President Ronald Reagan secretly recorded some of his conversations with foreign leaders, discovered author William Doyle, who shared some of these never-heard tapes exclusively with The Post.
"Until now, taping was thought to have stopped in the Nixon era. I discovered that was not the case," Doyle said.
The recordings from the White House Situation Room include Reagan trying to convince an intractable Israeli Prime Minister Menachem Begin to hold off the pullout of Israeli troops from Lebanon in 1983 until Lebanese forces can replace them; the president discussing the release of Western hostages in the Middle East with Pakistani President Muhammad Zia-ul-Haq, and a talk with Syrian President Hafez al-Assad, the father of Syria's current dictator and the original "Butcher of Damascus"- whom he kept waiting for over 13 minutes while he finished up a horseback ride at his California ranch.
"Damascus is saying hurry up, what's going on?" Assad's frustrated translator says at one point before the conversation.

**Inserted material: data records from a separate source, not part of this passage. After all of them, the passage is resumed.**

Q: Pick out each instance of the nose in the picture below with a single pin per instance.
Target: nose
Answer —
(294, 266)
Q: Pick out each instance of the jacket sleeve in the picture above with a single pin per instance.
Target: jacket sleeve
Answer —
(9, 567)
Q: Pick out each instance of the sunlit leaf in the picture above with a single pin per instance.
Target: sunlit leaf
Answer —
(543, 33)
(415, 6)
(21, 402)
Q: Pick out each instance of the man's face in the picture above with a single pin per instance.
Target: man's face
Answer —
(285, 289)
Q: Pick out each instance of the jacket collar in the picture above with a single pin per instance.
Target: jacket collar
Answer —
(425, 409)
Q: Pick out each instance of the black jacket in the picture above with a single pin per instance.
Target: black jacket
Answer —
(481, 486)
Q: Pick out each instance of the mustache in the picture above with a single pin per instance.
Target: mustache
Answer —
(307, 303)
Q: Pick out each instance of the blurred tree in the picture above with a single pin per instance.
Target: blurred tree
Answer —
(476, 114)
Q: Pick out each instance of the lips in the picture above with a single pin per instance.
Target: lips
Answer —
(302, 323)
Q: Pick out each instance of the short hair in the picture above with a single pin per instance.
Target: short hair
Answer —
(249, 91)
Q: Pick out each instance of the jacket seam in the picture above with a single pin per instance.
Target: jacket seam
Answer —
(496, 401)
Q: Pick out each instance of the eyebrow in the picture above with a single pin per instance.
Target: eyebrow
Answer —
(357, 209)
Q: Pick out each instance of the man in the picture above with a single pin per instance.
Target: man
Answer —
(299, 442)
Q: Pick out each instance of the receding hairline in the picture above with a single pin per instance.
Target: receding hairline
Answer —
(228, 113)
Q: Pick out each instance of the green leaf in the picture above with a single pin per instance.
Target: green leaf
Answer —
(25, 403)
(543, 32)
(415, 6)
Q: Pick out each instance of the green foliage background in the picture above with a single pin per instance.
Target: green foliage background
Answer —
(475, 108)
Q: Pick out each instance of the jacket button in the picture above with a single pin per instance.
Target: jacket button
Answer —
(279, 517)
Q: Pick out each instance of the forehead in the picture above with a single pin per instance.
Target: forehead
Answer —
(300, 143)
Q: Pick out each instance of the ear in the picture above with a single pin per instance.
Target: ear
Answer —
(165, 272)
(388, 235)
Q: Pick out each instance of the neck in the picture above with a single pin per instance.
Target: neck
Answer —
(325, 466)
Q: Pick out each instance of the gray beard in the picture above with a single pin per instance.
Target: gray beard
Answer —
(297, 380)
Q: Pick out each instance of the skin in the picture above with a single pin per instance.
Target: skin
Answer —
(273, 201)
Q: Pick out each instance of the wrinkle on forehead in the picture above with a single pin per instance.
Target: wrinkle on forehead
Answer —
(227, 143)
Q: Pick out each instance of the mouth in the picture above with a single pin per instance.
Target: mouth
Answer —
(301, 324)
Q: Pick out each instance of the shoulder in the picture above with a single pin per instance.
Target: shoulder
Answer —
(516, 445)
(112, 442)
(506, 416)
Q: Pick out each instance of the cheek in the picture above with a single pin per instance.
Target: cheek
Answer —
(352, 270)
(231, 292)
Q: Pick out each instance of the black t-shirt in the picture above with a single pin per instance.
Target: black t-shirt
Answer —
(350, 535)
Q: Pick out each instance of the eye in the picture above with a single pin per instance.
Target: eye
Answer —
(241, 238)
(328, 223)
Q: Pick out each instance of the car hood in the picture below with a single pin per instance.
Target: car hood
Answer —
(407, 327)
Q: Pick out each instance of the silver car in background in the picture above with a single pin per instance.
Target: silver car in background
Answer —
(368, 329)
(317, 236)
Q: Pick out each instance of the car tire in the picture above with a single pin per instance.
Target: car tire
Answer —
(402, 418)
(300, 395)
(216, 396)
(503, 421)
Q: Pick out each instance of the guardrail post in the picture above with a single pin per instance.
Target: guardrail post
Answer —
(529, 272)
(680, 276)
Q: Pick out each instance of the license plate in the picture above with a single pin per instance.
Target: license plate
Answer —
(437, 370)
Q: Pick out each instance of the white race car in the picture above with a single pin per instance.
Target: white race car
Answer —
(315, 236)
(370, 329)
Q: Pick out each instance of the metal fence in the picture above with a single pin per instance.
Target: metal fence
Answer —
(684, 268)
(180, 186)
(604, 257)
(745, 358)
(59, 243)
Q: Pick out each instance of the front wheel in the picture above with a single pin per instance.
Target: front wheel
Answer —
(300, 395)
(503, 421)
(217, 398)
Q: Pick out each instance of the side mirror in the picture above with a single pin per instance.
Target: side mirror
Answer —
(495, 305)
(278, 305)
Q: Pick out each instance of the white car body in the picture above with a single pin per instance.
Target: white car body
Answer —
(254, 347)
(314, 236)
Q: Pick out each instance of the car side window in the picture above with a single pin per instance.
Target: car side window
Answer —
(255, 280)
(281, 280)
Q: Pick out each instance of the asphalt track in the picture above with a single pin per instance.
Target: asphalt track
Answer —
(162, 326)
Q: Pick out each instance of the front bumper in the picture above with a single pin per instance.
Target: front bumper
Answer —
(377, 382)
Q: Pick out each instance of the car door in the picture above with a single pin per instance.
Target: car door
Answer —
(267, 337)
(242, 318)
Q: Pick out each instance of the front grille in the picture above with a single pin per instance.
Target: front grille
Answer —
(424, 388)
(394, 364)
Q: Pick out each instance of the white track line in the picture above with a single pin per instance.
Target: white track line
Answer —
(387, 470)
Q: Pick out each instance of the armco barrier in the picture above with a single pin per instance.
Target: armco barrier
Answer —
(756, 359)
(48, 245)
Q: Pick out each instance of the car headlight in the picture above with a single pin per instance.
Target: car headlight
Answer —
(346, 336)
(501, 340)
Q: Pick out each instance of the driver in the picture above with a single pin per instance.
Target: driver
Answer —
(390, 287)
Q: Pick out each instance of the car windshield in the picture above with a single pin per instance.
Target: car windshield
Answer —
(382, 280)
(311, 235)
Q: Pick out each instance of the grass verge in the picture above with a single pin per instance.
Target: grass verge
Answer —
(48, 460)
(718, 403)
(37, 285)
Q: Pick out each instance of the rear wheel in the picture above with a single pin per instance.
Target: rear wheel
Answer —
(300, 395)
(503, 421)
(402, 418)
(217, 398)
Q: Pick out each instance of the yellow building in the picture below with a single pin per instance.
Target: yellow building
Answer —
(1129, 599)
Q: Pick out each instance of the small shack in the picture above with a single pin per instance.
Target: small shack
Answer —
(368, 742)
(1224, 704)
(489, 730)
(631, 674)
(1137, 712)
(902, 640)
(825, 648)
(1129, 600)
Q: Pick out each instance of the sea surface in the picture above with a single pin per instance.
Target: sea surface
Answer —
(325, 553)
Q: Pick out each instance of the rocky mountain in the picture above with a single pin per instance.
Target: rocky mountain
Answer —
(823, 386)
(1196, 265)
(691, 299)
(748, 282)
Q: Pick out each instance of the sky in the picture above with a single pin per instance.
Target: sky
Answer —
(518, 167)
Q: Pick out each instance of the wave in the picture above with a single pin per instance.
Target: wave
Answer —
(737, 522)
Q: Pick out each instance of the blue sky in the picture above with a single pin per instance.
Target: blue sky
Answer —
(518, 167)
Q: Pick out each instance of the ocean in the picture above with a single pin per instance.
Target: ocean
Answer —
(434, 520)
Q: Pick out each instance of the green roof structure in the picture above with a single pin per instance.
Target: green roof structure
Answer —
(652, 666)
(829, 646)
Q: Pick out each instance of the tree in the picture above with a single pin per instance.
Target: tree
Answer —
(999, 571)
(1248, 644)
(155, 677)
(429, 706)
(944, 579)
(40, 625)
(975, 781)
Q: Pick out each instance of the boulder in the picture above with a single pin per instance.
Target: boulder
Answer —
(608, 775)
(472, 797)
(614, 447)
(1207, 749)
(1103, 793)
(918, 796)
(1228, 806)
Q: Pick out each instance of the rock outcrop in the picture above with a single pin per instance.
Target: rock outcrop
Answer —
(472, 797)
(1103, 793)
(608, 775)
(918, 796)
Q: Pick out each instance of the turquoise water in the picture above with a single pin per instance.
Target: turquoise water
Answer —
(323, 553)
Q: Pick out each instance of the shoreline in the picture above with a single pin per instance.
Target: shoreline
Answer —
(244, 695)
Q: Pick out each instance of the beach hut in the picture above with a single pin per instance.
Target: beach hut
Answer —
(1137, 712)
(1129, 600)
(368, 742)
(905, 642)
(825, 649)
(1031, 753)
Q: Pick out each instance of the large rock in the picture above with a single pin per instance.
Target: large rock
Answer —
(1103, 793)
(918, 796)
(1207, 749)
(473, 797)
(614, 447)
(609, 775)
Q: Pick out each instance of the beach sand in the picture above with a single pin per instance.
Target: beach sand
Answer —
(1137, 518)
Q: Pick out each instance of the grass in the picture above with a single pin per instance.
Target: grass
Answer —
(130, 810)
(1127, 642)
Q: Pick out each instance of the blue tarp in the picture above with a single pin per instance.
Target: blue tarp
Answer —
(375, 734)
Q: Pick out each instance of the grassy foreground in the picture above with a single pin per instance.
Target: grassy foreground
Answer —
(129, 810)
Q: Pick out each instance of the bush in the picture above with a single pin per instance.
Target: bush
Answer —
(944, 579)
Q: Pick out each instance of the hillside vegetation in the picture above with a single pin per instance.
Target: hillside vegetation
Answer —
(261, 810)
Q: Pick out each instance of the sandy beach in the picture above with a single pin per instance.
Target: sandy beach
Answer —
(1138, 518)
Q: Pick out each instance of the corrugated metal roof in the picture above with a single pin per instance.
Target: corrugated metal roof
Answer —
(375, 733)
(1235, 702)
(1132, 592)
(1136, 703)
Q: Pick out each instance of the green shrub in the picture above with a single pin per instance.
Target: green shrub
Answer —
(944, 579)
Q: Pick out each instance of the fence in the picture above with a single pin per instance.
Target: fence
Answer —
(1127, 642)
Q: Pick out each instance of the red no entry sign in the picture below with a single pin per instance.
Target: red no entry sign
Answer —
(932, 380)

Doyle said Reagan recorded many, but not all, of his phone calls with heads of state through the Situation Room switchboard, so that an accurate record could be kept of conversations that often included translators and bad connections.
"There is no evidence that I have seen that Reagan audiotaped any other closed-door non-public White House business," said Doyle.
The tapes -- found in the Situation Room in response to 1987 congressional Iran-Contra inquiries -- were routinely discarded or recorded over, but Doyle received them last week following a Freedom of Information Act request he made in 1996.